Limits on the thickness of these organic active layers have been one of the major challenges to improving the OPVs’ efficiency in converting solar energy into electricity. This is primarily due to the low-charge-carrier mobility and small exciton-diffusion length (~1-10nm) in most organic semiconductors.
Their research article is published in a special section on nanophotonics and plasmonics for solar-energy harvesting and conversion in the current issue.
In “Transparent electrodes based on two-dimensional Ag nanogrids and double one-dimensional Ag nanogratings for organic photovoltaics,” SPIE member Beibei Zeng and coauthors systematically studied the optical and electrical properties of ultrathin one- and two-dimensional silver (Ag) nanogratings and nanogrids, respectively.

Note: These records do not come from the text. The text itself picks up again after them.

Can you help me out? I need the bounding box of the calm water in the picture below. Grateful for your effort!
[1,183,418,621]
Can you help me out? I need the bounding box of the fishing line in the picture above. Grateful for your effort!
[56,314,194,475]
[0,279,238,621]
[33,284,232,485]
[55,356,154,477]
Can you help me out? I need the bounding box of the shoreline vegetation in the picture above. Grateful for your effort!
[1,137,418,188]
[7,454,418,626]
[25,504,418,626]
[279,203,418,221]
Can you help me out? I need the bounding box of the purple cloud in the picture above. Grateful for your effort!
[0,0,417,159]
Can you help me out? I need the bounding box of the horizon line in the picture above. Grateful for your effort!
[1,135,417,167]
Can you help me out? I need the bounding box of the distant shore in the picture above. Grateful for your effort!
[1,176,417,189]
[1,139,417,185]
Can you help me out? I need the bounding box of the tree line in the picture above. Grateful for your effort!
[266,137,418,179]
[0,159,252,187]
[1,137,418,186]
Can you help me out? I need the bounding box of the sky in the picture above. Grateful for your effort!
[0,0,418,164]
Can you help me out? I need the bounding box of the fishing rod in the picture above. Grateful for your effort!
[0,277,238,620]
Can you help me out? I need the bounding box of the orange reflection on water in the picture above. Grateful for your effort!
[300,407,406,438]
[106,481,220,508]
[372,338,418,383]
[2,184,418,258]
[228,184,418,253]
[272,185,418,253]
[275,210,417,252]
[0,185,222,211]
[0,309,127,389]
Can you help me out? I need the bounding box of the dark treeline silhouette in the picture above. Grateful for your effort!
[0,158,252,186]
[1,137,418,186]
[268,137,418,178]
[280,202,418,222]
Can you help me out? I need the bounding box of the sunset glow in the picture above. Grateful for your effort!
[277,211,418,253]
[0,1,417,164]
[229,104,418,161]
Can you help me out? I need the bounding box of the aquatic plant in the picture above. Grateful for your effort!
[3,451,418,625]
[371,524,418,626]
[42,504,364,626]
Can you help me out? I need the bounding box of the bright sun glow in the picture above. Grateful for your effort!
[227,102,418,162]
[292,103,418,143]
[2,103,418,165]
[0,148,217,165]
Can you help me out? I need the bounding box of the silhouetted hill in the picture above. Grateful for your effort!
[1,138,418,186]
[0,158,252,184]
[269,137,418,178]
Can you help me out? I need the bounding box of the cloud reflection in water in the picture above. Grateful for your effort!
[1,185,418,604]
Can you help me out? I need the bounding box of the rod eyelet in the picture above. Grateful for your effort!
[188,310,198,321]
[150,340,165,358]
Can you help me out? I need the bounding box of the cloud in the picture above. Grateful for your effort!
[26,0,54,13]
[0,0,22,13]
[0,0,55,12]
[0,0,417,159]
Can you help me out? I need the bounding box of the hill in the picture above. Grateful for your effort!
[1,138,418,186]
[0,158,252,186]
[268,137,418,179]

They report a sheet resistance of less than 10 Ω∕sq, better than that of a typical commercial electrode material such as indium tin oxide. They show that 2D Ag nanogrids can provide polarization-independent light-trapping effects for OPVs, which lead to a large photon absorption enhancement (150%) in the organic light-harvesting layers.
Taking the design one step further, they propose an OPV structure sandwiched between one top and one bottom 1D Ag nanogratings, which are perpendicular to each other. This leads to additional excitation of the surface-plasmon resonances (SPRs) in the central part under both transverse magnetic (TM) and transverse electric (TE) polarizations and a photon-absorption enhancement of 200%.
“These design principles are quite general and can be extended to other organic, inorganic, and organic/inorganic hybrid optoelectronic devices with thin active layers,” the researchers conclude. They add that since SPRs are sensitive to the geometric parameters of metallic nanostructures and the dielectric constants of surrounding materials, however, “careful consideration is required for each specific design and material used.”
Coauthors on the paper are SPIE Fellow Zakya Kafafi, founding editor-in-chief of the journal who chairs the Organic Photonics+Electronics symposium and the OPV conference at SPIE Optics+Photonics, and Filbert Bartoli, chair of the Electrical and Computer Engineering Department at Lehigh.